Participants in the xView 2 Challenge competed to swiftly and accurately find and classify damaged buildings in high-resolution satellite images from a wide spectrum of natural disasters.  When expert human analysts examine satellite imagery after a disaster, they apply contextual knowledge about the geography of the area and the weather or disaster conditions. xView 2 Challenge participants replicated this process by applying deep learning and other sophisticated computer vision techniques to a labeled dataset of satellite imagery. Their goal was to create the fastest and most accurate algorithms to detect and assess building damage.

The xBD Dataset

SEI researchers built a large-scale dataset of labeled satellite images for the xView 2 Challenge. All competitors used the xBD dataset, which was created specifically for the competition. It’s one of the biggest, most comprehensive, and highest quality public datasets of annotated, high-resolution satellite imagery.  

The xBD dataset contains “before” and “after” satellite images from disasters around the world: wildfires, landslides, dam collapses, volcanic eruptions, earthquakes, tsunamis, storms, and floods.

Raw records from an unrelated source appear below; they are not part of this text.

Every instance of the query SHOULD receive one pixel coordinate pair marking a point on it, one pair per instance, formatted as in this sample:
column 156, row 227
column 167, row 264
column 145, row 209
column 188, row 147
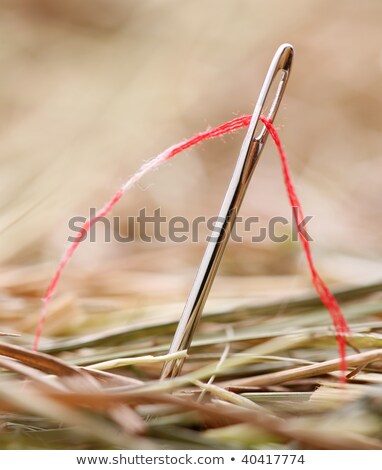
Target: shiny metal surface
column 246, row 163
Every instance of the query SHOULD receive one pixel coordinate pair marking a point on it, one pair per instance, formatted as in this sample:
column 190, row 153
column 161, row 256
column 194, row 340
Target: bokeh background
column 91, row 89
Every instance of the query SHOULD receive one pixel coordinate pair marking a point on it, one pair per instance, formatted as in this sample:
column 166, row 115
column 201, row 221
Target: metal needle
column 246, row 163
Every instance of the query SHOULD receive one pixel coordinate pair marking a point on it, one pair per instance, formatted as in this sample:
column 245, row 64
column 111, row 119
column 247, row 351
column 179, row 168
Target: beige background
column 91, row 89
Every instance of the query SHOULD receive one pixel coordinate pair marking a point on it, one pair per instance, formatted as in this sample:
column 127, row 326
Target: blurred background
column 89, row 90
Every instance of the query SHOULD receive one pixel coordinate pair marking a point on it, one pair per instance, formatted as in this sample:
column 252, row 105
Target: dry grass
column 276, row 388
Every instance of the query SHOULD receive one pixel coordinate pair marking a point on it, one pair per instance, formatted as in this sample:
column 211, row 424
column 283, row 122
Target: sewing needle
column 246, row 163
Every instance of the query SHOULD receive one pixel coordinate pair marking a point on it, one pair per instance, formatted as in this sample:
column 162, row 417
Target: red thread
column 327, row 298
column 340, row 324
column 225, row 128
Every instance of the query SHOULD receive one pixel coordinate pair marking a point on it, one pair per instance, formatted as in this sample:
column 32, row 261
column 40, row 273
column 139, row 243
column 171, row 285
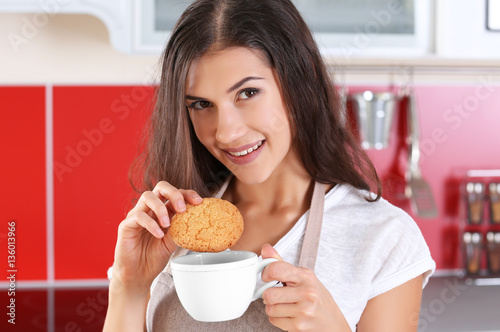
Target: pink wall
column 95, row 135
column 460, row 131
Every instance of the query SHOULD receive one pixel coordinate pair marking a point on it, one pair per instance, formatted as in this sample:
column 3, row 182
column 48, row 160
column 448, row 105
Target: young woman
column 246, row 111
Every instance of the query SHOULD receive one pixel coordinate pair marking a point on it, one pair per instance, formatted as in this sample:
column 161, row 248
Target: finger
column 150, row 201
column 286, row 272
column 171, row 194
column 191, row 196
column 283, row 310
column 142, row 220
column 267, row 251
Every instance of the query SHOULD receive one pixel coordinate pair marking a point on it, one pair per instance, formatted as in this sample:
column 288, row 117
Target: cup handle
column 260, row 267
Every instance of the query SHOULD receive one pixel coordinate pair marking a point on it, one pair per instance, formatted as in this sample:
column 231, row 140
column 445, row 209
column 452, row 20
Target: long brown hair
column 326, row 147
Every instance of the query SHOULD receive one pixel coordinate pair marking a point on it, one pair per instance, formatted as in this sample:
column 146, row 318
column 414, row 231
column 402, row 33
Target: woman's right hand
column 144, row 245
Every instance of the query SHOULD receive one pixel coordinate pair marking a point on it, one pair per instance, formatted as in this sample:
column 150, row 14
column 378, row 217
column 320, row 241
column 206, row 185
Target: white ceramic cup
column 215, row 287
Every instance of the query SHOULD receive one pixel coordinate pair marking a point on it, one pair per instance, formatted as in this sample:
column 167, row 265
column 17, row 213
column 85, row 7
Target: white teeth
column 245, row 152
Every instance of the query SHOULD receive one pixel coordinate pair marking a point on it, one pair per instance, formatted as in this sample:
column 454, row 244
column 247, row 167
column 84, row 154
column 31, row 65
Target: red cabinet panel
column 22, row 169
column 96, row 135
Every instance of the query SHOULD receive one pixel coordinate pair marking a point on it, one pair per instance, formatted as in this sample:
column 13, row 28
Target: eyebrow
column 241, row 82
column 232, row 88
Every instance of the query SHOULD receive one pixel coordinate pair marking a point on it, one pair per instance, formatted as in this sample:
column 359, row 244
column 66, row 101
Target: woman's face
column 235, row 105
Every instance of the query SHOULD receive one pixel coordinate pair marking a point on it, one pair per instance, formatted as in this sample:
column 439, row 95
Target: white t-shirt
column 365, row 249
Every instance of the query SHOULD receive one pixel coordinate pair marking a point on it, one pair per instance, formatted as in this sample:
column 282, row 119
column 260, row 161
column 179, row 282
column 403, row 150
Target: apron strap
column 313, row 228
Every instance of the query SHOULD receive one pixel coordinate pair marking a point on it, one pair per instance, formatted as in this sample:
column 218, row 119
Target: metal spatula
column 417, row 189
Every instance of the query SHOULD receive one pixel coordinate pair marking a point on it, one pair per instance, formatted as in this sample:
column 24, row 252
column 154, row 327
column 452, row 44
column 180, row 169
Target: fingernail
column 181, row 206
column 165, row 221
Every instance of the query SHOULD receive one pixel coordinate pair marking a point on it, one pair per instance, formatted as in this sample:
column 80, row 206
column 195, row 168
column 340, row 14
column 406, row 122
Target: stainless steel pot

SEI worked with disaster response experts to create the Joint Damage Scale, an annotation scale that accurately represents real-world damage conditions. Every image is labeled with building outlines, damage levels, and satellite metadata. The dataset also includes bounding boxes and labels for environmental factors such as fire, water, and smoke.  

The xBD dataset is available for public use under a Creative Commons license.

Map of xBD dataset imagery

 

Looking Ahead

Machine learning models from the xView 2 Challenge identified damaged buildings after the Australian wildfires of 2019. These models will assist with HADR efforts in the future. Being able to quickly and accurately assess building damage will speed up disaster response and recovery.  Applying deep learning to satellite imagery will not only help identify where crises are occurring, but also help responders save human lives.